La técnica historiográfica en sí misma no basta para convencer a algunos de los detractores. Antonio Scurati es autor de la aclamada trilogía sobre Mussolini y una de las máximas autoridades hoy en dicho periodo. Está a punto de lanzar el cuarto volumen y prepara ya el quinto y último, que se basará, precisamente, en el capítulo de Saló. “El problema de estas conmemoraciones es que llegan en un momento en el que el Gobierno lanza una ofensiva revisionista en torno a la historia, empezando por la presidenta del Consejo [Giorgia Meloni], que no pierde ocasión mostrarse de parte.
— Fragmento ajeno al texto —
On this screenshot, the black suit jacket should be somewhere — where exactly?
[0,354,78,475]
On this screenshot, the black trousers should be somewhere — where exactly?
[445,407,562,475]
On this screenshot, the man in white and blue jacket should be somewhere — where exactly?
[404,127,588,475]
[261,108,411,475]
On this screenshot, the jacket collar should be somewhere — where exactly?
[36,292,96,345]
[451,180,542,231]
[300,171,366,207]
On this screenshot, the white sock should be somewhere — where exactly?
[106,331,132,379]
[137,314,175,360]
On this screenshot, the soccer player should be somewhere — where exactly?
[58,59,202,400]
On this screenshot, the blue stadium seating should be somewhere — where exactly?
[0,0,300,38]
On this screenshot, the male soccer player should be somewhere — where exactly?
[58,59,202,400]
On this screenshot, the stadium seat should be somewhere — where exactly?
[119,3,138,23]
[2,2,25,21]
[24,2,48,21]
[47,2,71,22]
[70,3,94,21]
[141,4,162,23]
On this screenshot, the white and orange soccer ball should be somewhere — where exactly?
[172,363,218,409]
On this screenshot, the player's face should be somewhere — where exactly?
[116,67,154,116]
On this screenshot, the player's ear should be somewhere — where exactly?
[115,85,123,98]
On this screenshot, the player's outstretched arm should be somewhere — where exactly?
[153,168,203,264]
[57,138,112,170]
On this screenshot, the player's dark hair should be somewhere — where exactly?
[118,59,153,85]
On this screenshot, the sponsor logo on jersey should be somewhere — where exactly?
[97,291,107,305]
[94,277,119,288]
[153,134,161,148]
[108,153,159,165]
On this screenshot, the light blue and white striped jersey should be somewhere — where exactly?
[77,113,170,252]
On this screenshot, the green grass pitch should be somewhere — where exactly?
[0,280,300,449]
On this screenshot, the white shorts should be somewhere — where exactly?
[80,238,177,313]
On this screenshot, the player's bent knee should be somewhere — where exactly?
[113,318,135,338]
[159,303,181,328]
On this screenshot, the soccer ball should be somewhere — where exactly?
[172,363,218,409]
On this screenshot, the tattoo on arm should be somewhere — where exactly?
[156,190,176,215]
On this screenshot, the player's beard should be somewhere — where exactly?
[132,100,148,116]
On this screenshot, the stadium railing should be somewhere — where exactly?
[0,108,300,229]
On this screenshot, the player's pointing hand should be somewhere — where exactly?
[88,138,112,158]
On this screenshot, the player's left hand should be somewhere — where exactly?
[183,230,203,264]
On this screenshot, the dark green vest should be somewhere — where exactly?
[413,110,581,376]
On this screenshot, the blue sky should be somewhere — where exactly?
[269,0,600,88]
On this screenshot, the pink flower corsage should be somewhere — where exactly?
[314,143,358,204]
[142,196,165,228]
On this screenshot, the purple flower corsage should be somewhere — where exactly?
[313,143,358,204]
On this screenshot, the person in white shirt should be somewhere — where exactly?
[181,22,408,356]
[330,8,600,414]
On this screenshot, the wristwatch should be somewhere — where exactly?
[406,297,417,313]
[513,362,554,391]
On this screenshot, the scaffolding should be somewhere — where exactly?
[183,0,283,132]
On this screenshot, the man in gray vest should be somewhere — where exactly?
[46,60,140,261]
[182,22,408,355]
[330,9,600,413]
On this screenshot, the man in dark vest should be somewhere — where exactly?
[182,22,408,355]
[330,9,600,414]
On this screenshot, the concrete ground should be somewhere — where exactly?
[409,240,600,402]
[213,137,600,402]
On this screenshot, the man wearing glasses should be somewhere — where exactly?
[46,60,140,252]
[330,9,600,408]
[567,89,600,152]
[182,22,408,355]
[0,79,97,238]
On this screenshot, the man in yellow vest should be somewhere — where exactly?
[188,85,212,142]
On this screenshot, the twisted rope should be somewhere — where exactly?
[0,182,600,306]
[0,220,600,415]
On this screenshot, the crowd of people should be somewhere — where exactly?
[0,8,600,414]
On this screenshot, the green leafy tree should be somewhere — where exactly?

Y estas muestras en este contexto histórico, más allá de lo que propongan a los visitantes, sustentan ese revisionismo y evitan que se haga cuentas con el pasado”, apunta Scurati.
“Lo que levanta más sospecha es donde tiene lugar. Un museo histórico del fascismo se debería hacer con rigor y una lectura crítica del pasado, con la marca del mal. Pero si tú lo haces en Predappio [donde está enterrado Mussolini y se forman cada año peregrinaciones de nostálgicos] toma un significado distinto, aunque tus intenciones sean otras. Y lo mismo ocurre en Saló”.
La perspectiva desde la que se cuentan los hechos determina la polémica que envolverá cualquier retrato de un periodo como el fascista e influye también en el proceso de superación de esos episodios. Italia ha aplazado durante años esa pacificación, al menos emocional y políticamente. Y en esa falta de toma de conciencia colectiva, cree Scurati, influye el haber relatado siempre los hechos desde la óptica de las víctimas. “Es una narración que fundamenta nuestra constitución democrática. Una narración necesaria y sagrada, pero que ha dejado en la sombra la cuestión de la responsabilidad y el sentido de la culpa, que se construye solo desde la perspectiva de que fuimos fascistas, y no desde la posición simbólica del antifascismo. De lo contrario, el fantasma sigue ahí. Y lo demuestra las elecciones democráticas, en las que un grupo procedente del neofascimo ha tomado el poder”.
El alcalde, que decidió mantener la ciudadanía honoraria a Mussolini, discrepa de esta concept y defiende que el museo pueda contar su pasado sin ninguna sospecha. “Aquí recogemos todos los pasajes de la historia. Y está claro que también están los 600 días de la República Social Italiana. No podíamos no contarlo. Sería una carencia. Hemos usado un comité técnico científico con estudiosos de ese periodo con orígenes ideológicos distintos. Creemos que lo hemos hecho de manera serena, sin abrazar ni a una parte ni a la otra. Fue un periodo dramático en el que se cometieron errores, pero eso no debe impedir contarlo. De lo contrario, seríamos como los talibanes”.